Unsurprisingly, the new app is called Opera with Crypto Wallet and its available in private beta for now.
The browser supports Ethereum Dapps (decentralized apps), allowing you to pay for goods and services uses the Ethereum currency. Opera says it chose Ethereum because it has a large community of Dapps and features a Web3 API that allowed the company to integrate the technology into the browser in a way that makes it easy for users to send money to other wallets or make payments to online merchants that use the Coinbase Commerce system.
Eventually the company could add support for other digital currencies.
In terms of security and privacy, Opera says the keys are all stored on a user’s phone and users need to grant permission for each site requesting access to a wallet.
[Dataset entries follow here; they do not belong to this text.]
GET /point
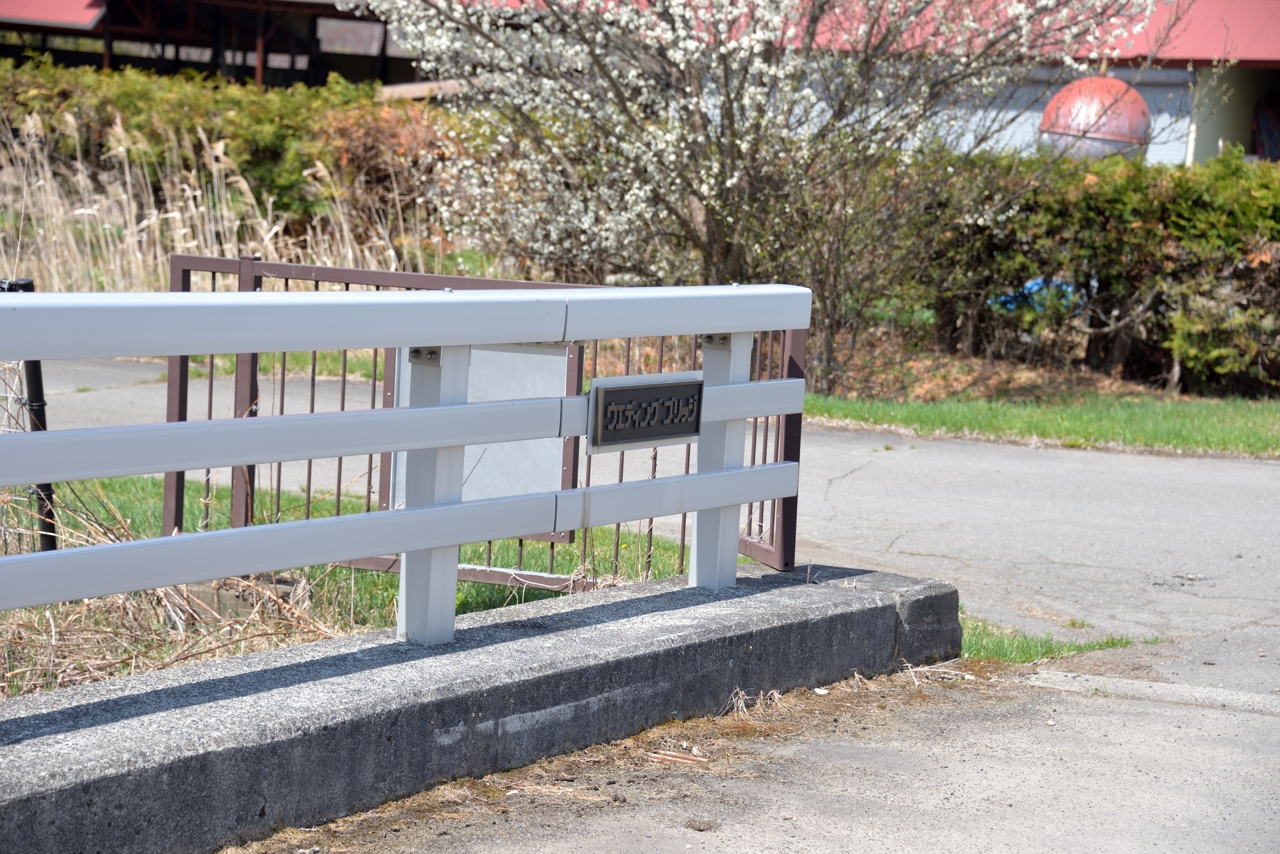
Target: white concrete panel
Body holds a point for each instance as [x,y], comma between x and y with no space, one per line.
[508,373]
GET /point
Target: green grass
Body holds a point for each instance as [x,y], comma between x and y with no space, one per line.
[131,508]
[1224,425]
[1015,647]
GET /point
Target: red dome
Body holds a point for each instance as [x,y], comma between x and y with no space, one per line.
[1097,108]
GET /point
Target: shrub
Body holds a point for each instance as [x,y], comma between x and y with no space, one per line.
[1150,272]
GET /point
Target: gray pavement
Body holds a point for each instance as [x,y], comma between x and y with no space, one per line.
[1182,551]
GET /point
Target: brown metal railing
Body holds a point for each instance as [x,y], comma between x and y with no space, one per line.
[769,530]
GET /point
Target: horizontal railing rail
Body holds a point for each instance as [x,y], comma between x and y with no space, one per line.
[152,448]
[433,429]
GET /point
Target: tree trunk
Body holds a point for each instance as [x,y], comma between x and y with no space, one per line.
[945,334]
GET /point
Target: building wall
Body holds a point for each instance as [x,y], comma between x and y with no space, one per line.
[1224,108]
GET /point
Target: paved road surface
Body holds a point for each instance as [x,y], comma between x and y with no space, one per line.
[1168,548]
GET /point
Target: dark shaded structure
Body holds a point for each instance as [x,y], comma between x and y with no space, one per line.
[272,42]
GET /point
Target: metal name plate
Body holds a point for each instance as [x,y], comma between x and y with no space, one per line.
[644,414]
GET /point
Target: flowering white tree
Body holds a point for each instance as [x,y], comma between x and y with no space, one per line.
[659,137]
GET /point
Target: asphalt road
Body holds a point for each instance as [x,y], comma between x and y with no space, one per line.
[1179,551]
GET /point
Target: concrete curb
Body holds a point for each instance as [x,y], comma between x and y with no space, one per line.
[218,753]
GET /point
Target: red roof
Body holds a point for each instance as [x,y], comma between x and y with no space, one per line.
[55,14]
[1247,31]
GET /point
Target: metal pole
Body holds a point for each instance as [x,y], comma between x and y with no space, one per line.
[33,380]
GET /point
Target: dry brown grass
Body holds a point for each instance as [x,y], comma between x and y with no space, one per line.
[885,368]
[612,775]
[74,225]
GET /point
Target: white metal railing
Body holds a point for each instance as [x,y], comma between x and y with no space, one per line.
[434,429]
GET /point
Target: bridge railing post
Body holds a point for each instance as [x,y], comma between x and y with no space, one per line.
[429,578]
[726,360]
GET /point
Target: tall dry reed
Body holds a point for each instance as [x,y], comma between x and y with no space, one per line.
[73,225]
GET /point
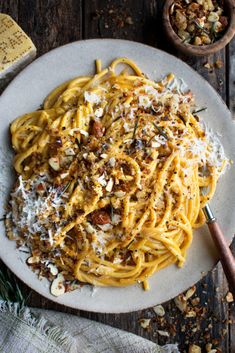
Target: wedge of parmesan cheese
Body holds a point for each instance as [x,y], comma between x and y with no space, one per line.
[16,49]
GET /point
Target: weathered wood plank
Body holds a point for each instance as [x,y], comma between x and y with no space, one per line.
[51,23]
[10,7]
[230,78]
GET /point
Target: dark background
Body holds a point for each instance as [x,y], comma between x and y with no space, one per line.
[52,23]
Instead of a PIN code or password, Opera says the browser “relies on Android’s secure system lock to sign transactions so users don’t have to learn any new codes to use the wallet.”
Both HTC and Opera are obviously betting on a future that may or may not arrive. While cryptocurrencies have become a multi-billion dollar business in recent years, they still have a relatively small user base. It’s possible that user-friendly devices and apps like the HTC Exodus and Opera with Crypto Wallet could lower the barrier for entry. But it’s also possible that HTC and Opera will find out that they’re spending time developing niche products for a niche audience with limited potential for a return on investment.
Update: Shortly after I hit the publish button, another blockchain phone-related story popped up. Sirin Labs has revealed that its $1,000 Finney phone will ship in November, and that the phone has a secondary screen that will be used exclusively for secure crypto transactions.